Overview
- GB10 pairs a MediaTek-designed 20‑core Arm v9.2 CPU die with a Blackwell GPU die on TSMC 3nm using NVLink C2C for 600 GB/s bidirectional coherence, delivering about 1 petaFLOP FP4 and operating at roughly 140W.
- DGX Spark ships with 128GB coherent unified memory for local inference of models up to about 200B parameters and fine‑tuning up to 70B, with ConnectX‑7 enabling two systems to handle roughly 405B‑parameter workloads.
- Blackwell Ultra GB300 employs a dual‑die design with 20,480 CUDA cores, around 208B transistors, up to 288GB HBM3E at 8 TB/s, and NV‑HBI linking the dies at 10 TB/s, plus official PCIe 6.x support and a 1,400W TDP.

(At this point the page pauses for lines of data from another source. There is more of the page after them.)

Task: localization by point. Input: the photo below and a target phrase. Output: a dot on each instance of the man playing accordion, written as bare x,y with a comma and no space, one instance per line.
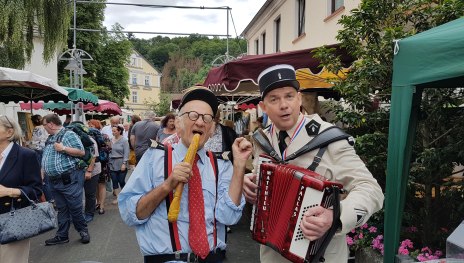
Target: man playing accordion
289,131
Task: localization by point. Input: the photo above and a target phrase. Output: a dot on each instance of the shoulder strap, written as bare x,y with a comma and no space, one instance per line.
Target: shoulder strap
326,137
264,143
173,230
60,135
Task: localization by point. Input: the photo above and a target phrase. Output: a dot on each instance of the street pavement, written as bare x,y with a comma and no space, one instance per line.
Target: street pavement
114,242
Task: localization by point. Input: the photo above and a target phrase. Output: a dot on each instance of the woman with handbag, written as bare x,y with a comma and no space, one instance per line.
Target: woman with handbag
19,175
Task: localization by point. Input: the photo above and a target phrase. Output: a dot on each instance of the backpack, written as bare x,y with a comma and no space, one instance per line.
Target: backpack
103,149
83,132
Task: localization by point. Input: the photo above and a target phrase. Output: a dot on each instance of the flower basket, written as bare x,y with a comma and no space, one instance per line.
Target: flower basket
368,255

- Nvidia’s NVFP4 4‑bit floating format is integrated across the stack and the GB300’s tensor cores are optimized for it, with Nvidia citing FP8‑level accuracy deviations under 1% and substantial memory and throughput gains.
- CoreWeave reports a GB300 NVL72 setup achieved about 6× higher raw throughput per GPU than H100 on the DeepSeek R1 model, while reporting also indicates GB300 systems are moving into production and face export limits in China.